The fact that it's just a file on disk make it a bad solution for a lot of simple use cases.
If you're worried about high availability should your instance fail (which is something that's worth worrying about, though many smaller web apps will likely work perfectly fine on a single instance with good scheduled backups) you should absolutely investigate https://litestream.io - it's the missing piece of the SQLite-for-web-apps story.
You could partition your data to 2 parts, and direct your users to whichever service serves their partition of that data. Every database turns out to be just a set of files on disk, but for using SQLite you have to think differently than most databases due to the extreme locality of the data.
Did any one tried https://github.com/rqlite/rqlite
How well it can handle horizontal scalability. With added distributed features, it is not good as any other RDBMS (postgres or mysql)
I worked on a set of extensions for mattn/go-sqlite3, written in Go, inspired but a little further along (in functionality and test coverage) than SQLean. Useful if you want to see examples of this in Go or are using Go rather than Rust to embed SQLite.
Just in time! I've been planning a SQLite extension written in Rust for Marmot (https://github.com/maxpert/marmot) for evaluation purposes. I didn't wanted to touch C/C++ because I feel more comfortable with rust tooling. Thank you for doing this!
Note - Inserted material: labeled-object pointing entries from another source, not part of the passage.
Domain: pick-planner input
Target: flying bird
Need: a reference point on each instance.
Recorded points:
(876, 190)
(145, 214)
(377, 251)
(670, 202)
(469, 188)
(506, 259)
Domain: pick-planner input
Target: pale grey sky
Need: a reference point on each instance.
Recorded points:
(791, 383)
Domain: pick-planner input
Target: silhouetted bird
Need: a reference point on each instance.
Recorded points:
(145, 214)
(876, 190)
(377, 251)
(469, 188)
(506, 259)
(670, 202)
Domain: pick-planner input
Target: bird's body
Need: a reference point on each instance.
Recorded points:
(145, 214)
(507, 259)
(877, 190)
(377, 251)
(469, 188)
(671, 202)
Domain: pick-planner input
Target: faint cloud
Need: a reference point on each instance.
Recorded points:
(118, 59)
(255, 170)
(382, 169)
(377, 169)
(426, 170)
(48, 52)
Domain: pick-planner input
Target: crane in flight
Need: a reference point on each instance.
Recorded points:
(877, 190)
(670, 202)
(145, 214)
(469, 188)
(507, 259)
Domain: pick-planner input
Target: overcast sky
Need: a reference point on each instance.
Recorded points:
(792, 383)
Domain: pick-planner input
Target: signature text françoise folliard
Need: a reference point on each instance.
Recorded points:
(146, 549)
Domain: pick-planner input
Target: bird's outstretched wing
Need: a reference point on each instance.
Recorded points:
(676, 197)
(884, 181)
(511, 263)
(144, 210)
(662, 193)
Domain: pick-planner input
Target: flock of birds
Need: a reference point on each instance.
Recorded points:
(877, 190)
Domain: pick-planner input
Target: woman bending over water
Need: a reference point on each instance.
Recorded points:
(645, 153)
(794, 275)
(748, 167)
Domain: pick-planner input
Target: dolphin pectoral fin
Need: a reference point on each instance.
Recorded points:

I'm quietly confident that you could compile sqlite with a rust extension into a single .wasm file.
The first thing I'd try is to use crate-type = ["staticlib"] to compile the sqlite extension to a static .a file (cargo build --target wasm32-unknown-unknown), and compile sqlite to a staticlib separately then link them together into a .wasm file and run wasm-opt & friends on that.
There might be some configuration needed to let the extension know the sqlite functions its calling will be linked together later, but that should all be possible. Maybe with some whack-a-mole of wading through compiler versions and build flags and whatnot.
The workflow is basically prototype your virtual tables in python and then write some optimized code in a lower level language later. Just an idea for those interested.
I've never written an extension for Postgres, but for the ones I've installed, it's amounted to copying some files and running "CREATE EXTENSION" This feels pretty trivial to me already.
Direct GitHub link: https://github.com/asg017/sqlite-loadable-rs
A soon-to-be-released sqlite-loadable extension that's the fasted CSV parser for SQLite, and rivals DuckDB's parser at non-analytical queries: https://github.com/asg017/sqlite-xsv
A regular expression extension in Rust, the fastest SQLite regex implementation: https://github.com/asg017/sqlite-regex
And in the near future, expect more extensions for postgres, parquet, XML, S3, image manipulation, and more!